Robert Greig
- Born: Robert Coventry Greig 30 May 1871 Glasgow, Scotland
- Died: 10 January 1951 (aged 79)

Rugby union career
- Position: Half back

Amateur team(s)
- Years: Team / Apps / (Points)
- 1889: Glasgow Academicals

Provincial / State sides
- Years: Team / Apps / (Points)
- 1892: Glasgow District
- 1893: West of Scotland District
- 1893: Cities District

International career
- Years: Team / Apps / (Points)
- 1893-97: Scotland / 2 / (0)

30th President of the Scottish Rugby Union
- In office 1903–1904
- Preceded by: Roger Davidson
- Succeeded by: John Simpson

= Robert Greig (rugby union) =

Scotland international rugby union player

Robert Greig (30 May 1871 – 10 January 1951) was a Scotland international rugby union player.

==Life==
Greig was born in 1871. His elder sister was Agnes Ethel Greig. She died in 1902 and it was only later that he discovered that he had three nieces, Agnes, Elspeth and Ethel Robertson, after his late sister's son contacted him. His nieces would go on to control a large whisky business.

==Rugby union career==

===Amateur career===
Greig played with Glasgow Academicals. He was playing with the club from 1889. The club had a Spring Meeting festival day in 1891. As part of that, there was a drop kick tournament to see how far the contenders could drop kick a goal. Greig won the tournament by drop kicking from 61 yards out, though it was aided by the wind.

===Provincial career===
Greig played for Glasgow District against Edinburgh District in the 1892 inter-city match.

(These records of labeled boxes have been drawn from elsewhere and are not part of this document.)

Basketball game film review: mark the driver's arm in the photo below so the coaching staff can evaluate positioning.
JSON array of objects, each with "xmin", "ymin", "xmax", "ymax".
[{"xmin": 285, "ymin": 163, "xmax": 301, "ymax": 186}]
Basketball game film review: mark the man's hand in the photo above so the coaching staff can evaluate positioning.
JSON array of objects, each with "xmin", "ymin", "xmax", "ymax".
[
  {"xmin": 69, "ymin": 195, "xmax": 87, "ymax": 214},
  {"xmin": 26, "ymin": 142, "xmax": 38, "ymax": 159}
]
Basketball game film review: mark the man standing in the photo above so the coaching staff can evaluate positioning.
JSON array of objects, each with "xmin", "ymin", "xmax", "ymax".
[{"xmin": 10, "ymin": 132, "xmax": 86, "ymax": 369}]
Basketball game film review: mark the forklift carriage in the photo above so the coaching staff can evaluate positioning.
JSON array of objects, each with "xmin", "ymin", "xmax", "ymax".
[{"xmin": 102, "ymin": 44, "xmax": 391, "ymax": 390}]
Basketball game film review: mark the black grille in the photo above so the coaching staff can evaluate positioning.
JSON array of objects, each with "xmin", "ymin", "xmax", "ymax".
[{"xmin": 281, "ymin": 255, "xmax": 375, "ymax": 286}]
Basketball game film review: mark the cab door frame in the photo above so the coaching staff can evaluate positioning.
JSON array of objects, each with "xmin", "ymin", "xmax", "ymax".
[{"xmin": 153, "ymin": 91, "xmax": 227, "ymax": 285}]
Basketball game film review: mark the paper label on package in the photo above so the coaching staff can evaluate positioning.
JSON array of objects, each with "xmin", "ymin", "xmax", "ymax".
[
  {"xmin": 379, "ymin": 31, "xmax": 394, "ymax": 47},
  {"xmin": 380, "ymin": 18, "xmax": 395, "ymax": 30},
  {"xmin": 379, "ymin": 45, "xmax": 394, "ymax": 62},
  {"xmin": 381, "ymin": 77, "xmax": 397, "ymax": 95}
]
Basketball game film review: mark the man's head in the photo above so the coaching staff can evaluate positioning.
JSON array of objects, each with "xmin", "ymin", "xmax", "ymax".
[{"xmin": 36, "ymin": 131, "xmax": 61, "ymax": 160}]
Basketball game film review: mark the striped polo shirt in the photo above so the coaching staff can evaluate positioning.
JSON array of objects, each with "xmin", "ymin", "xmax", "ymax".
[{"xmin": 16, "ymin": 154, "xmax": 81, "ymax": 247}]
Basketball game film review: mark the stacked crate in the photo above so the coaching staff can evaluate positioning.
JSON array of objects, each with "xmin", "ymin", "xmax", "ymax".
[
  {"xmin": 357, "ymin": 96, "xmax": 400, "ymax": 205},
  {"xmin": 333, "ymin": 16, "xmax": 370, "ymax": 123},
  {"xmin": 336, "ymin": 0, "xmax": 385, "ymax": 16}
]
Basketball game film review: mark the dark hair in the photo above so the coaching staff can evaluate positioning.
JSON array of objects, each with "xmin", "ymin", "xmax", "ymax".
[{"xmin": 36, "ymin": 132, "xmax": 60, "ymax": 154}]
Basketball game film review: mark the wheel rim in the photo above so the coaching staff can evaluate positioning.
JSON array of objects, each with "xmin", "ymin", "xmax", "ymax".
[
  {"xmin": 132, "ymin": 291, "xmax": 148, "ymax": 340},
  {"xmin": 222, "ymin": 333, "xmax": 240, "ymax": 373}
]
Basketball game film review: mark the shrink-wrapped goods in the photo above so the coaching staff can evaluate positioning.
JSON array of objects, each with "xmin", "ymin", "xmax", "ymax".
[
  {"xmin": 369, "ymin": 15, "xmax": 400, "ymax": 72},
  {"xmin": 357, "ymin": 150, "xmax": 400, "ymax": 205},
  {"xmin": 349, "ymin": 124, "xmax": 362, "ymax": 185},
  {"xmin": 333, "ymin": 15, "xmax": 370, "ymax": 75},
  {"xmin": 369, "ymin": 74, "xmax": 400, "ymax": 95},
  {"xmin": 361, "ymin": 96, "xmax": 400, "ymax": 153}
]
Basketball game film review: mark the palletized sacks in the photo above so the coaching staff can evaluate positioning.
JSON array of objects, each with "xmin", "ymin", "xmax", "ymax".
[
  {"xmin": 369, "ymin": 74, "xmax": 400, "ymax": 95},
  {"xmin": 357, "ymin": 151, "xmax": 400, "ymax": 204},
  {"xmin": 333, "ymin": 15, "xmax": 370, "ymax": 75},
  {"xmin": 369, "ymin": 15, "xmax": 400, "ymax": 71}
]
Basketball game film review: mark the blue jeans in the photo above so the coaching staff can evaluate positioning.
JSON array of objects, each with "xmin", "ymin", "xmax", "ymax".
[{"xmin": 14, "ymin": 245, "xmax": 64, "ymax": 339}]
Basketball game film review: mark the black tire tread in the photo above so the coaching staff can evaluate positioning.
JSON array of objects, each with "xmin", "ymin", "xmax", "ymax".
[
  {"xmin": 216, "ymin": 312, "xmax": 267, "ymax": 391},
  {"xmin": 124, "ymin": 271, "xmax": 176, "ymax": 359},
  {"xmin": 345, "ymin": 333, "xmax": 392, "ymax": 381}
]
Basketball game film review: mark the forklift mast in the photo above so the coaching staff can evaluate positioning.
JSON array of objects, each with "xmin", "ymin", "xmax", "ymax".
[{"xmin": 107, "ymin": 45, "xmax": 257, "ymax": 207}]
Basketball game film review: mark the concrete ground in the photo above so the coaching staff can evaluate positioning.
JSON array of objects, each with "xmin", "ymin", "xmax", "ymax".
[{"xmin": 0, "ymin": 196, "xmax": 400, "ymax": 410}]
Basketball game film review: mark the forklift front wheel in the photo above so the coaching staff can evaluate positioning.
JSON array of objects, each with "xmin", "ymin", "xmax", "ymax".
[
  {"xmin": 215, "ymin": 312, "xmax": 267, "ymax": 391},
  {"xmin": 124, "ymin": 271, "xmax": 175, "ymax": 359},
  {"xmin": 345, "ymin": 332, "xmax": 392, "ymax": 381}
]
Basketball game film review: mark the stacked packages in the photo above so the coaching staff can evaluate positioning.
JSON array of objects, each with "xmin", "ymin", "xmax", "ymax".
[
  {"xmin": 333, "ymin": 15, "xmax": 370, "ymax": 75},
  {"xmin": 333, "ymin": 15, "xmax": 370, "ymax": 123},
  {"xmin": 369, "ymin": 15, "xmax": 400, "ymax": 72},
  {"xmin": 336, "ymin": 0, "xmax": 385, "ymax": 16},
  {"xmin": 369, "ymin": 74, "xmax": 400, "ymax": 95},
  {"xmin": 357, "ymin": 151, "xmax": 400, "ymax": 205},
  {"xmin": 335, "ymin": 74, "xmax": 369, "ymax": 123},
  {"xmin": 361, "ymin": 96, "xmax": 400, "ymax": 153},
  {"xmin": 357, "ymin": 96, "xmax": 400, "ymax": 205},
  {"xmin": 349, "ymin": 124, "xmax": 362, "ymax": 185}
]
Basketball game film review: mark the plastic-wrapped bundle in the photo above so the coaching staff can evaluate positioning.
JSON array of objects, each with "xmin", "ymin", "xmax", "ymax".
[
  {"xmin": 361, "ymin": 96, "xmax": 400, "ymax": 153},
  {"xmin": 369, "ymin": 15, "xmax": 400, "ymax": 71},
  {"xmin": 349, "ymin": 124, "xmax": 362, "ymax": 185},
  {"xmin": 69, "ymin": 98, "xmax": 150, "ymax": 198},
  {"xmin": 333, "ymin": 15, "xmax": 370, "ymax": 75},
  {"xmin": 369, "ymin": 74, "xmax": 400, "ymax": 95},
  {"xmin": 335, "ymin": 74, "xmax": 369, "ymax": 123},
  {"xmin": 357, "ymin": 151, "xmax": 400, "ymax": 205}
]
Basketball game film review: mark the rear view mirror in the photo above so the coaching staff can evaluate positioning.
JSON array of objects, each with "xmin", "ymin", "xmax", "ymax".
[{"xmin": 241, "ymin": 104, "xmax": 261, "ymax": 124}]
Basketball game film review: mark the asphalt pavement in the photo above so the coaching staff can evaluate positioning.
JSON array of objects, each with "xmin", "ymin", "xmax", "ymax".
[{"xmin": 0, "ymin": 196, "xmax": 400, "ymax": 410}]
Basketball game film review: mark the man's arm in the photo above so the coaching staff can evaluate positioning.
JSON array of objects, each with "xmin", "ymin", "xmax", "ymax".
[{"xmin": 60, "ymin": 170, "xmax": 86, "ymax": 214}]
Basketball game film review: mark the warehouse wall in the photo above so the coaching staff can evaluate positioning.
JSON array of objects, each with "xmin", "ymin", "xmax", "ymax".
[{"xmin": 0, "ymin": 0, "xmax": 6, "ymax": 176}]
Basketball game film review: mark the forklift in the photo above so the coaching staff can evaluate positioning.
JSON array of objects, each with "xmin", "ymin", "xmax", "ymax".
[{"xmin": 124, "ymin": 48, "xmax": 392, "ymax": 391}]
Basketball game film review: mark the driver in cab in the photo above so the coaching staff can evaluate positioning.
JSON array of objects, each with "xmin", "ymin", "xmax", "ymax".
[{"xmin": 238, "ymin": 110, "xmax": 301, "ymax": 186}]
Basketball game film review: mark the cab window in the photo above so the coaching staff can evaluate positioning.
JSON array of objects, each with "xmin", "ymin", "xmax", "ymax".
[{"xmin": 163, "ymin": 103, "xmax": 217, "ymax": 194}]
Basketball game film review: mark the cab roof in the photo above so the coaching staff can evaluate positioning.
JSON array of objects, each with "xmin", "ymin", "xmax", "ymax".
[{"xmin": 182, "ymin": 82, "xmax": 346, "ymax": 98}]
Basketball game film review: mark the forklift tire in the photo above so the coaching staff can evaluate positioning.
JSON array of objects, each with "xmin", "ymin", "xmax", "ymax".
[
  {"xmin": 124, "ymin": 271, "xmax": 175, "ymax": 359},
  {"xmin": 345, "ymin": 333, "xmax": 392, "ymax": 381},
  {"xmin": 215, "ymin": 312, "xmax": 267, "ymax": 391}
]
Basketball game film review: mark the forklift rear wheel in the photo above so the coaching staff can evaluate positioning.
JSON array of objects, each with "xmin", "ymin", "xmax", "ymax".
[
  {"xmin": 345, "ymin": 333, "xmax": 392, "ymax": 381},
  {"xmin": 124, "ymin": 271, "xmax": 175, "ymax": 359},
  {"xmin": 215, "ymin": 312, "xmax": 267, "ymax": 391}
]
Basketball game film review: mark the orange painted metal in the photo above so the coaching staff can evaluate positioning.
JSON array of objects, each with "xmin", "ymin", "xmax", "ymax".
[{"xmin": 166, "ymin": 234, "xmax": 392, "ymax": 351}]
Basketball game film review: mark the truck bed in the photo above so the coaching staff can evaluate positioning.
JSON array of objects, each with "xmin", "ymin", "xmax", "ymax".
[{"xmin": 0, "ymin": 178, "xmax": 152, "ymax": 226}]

He also played for the West of Scotland District in their match against East of Scotland District on 21 January 1893.

He played for Cities District against Provinces District on 23 December 1893.

===International career===
Greig was capped twice for Scotland between 1893 and 1897.

===Administrative career===
He became the 30th President of the Scottish Rugby Union. He served one year from 1903 to 1904.

==Cricket career==
He was playing for the Glasgow Academical Cricket Club in 1891.